About thirty years ago it became fashionable to talk about a gate in the wall of the city of Jerusalem.  A gate which a camel could pass through as long as all of its baggage had been removed.  It was claimed that this gate was called “the eye of the needle” and that this was what Jesus was referring to when he made his claim about the rich entering the Kingdom of God.  As far as scholars can tell, this gate is completely imaginery and was simply someone’s good idea of a sermon illustration which then found its way around the world.  But it is okay, nevertheless, to understand Jesus’ teaching that it is harder for a rich man to enter the kingdom than for a camel to go through the eye of a needle, as a deliberately exaggerated image – its one of many of these images that we find in the teachings of Jesus, which deliberately exaggerate the story and are not meant to be a scientific hypothesis.

Why is it, then, that this man is prevented from participating in the fullness of the Kingdom of God because of his wealth?  And how does this relate to us?

After the Second World War one of the great ongoing debates across Europe focused on what should be done with all of the treasures which were accrued from the innocent victims of that war, particularly but not only from the Jews who suffered under Hitler’s regime.The point was not just that some people had benefitted during the war from those atrocities, but that some people continued to benefit after the war because of the wealth that they had gained as a result of others suffering.  There was a sense that justice would not be fully served, until all those possessions which had been stolen, had been returned to the families of those who had had them taken by force.  So paintings, and furniture and land needed to be restored to those who had had them taken away, rather than allowing them to remain with an unrightful owner.

There are a number of possible interpretations to our Gospel reading this morning, and I want to suggest to you that this is one which is worth considering.  Jesus not only looks deeply in to the life of this man who approaches him, but also into the reality of the context around him – and in so doing he knows that it isn’t possible for that man to be wealthy without also colluding with the oppression of others.  The wealth of this man is caught up in the suffering of others, the same actions which have made him rich, have made others poor.  And so Jesus is saying to him, “you cannot follow me, whilst at the same time leaving unresolved the wealth which you have accrued from others.”  Those who will share with Jesus in the fullness of the age to come, (‘The Kingdom of God’) need to live in the present age as if the age to come has already arrived.

So what about us?  What does this passage have to say to us this morning?  One way of approaching this question would be to ask what we have gained through others losing out.  What are the things which we enjoy which in fact cause suffering to others?  How does our faith inform our participation in an unequal world, where many have nothing and a few have a lot?

Those are very big questions, and ones which we may feel inadequate to deal with on our own.  We know the reality of the inequality in the world, but we may feel powerless to do anything about it.

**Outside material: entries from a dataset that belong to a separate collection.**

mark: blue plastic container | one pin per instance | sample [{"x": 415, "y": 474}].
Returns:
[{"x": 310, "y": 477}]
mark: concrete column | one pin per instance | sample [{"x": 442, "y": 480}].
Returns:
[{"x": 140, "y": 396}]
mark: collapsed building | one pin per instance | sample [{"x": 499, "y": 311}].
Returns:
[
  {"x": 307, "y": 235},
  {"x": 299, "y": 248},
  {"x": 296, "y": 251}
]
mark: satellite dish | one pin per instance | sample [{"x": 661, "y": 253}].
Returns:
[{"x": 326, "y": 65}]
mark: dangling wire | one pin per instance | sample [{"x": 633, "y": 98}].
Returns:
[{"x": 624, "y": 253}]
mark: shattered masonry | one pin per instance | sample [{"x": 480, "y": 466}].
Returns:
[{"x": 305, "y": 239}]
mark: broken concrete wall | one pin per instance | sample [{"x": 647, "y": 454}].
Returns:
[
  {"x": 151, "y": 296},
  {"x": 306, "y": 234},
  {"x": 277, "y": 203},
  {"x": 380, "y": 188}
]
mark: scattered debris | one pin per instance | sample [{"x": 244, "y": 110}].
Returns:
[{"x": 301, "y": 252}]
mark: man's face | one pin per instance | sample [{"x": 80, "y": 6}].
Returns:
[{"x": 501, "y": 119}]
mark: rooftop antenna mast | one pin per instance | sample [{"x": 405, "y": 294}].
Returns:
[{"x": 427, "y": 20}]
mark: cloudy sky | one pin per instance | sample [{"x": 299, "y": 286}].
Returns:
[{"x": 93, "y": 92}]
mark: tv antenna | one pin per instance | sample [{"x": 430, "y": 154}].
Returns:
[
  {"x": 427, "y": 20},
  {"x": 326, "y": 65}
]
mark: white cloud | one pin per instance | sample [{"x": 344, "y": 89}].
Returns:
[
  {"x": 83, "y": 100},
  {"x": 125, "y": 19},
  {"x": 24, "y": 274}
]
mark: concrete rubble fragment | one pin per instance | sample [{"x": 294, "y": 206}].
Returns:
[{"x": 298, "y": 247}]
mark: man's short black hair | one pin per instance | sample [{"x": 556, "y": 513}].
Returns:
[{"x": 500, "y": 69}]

That I think, is why we have made such a strong commitment here to the vision of the Diocese, that each local Church should be a Ministering Community in Mission.  Because we hope that by bringing about change here locally – both spiritually and physically – the whole world may eventually be changed as well.  That ministry of living the Kingdom of God here and now, in anticipation of what is to come, is a calling for all of us (and not just Fr Glen or the ministry team or the parish council).

Jesus’ point to the rich man is not that by giving away his wealth the whole world will be changed, but that by giving away the wealth which he has gained through the oppression of others, that a start will be made – which may in time inspire others to do the same, as the Kingdom of God becomes a lived reality.

One phrase grabbed me in our readings today, about that rich man and his encounter with Jesus.  What did the Holy Spirit highlight for you as you listened to scripture this morning; and how will it change what you do this week?